A young Icelandic man is now embroiled in a legal battle to be able to keep an Arctic fox—hereafter referred to by his given name, Gústi Jr.—as a pet. The Icelandic Food and Veterinary Authority (MAST) and the police are now involved, Vísir reports, and much of it hinges upon what the legal definition of a pet is.
Last week, representatives of MAST and the police showed up at the home of Ágúst Beinteinn Árnasson with the purpose of seizing Gústi Jr. and delivering him to the zoo, but came up empty-handed when the fox was nowhere to be found. Águst now has the representation of a lawyer, Helgi Silva, in order to fight for custody of Gústi Jr.
At stake in this matter is the legal definition of a pet. According to Icelandic law, it is illegal to own a wild animal as a pet. Ágúst contends that this does not apply to Gústi Jr., as he has raised the fox from a very young age, and is at this point arguably too old to be returned to the wild.

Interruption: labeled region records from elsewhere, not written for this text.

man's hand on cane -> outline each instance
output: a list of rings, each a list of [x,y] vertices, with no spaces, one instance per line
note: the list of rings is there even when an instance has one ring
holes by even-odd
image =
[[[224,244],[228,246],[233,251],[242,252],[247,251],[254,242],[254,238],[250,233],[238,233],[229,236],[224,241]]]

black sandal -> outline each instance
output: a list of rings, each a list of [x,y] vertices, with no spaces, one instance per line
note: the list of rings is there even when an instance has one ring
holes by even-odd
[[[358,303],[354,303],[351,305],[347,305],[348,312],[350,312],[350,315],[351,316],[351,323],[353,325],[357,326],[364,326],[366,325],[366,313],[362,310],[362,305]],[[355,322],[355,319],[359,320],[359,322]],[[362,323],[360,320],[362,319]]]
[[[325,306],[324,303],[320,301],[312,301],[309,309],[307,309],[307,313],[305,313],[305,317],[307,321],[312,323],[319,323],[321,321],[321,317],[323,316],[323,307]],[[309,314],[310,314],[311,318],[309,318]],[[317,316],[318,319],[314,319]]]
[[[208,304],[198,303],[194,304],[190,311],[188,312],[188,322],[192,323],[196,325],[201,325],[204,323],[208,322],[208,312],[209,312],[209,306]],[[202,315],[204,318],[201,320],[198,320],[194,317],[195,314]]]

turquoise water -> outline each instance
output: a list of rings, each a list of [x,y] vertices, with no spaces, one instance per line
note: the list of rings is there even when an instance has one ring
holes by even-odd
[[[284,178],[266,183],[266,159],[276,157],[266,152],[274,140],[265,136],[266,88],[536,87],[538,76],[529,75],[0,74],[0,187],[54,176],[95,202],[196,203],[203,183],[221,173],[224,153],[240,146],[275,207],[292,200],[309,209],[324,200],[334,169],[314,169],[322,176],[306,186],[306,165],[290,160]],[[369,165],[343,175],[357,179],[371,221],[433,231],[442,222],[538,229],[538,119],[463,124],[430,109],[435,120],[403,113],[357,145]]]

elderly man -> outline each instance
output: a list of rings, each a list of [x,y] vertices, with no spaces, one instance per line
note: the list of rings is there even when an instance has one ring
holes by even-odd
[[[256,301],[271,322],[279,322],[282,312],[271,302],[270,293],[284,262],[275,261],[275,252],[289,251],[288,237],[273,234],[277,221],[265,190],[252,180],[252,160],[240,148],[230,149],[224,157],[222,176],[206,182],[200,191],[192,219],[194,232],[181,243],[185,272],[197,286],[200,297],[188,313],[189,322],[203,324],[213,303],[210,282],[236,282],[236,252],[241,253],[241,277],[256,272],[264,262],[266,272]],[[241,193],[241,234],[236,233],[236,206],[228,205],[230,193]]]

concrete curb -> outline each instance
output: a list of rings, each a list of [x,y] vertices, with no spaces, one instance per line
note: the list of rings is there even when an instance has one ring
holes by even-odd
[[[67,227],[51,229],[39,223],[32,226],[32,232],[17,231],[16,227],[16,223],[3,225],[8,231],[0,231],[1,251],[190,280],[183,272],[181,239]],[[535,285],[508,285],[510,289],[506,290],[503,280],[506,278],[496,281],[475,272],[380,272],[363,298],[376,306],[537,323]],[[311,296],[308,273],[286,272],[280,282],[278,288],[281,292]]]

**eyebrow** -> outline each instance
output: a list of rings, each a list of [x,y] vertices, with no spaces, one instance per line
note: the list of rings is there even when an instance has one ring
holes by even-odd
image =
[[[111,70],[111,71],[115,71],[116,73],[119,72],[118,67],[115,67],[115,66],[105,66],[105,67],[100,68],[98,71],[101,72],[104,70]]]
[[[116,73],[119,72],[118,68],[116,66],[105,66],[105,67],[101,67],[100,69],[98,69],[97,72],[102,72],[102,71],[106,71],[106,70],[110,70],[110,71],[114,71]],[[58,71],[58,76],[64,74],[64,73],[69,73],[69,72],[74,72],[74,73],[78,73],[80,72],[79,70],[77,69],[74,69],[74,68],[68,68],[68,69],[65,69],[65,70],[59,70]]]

Furthermore, the letter of the law define a pet as “dogs, cats and other vertebrates”. Foxes are indeed vertebrates, so the law could arguably cover Arctic foxes. That said, reptiles are also vertebrates, but they are expressly forbidden as pets in Iceland. This is however because reptiles are considered invasive species; Arctic foxes are in fact Iceland’s only native land mammal.
All this being the case, Ágúst says he is ready to take the matter to court if the police choose to pursue the case.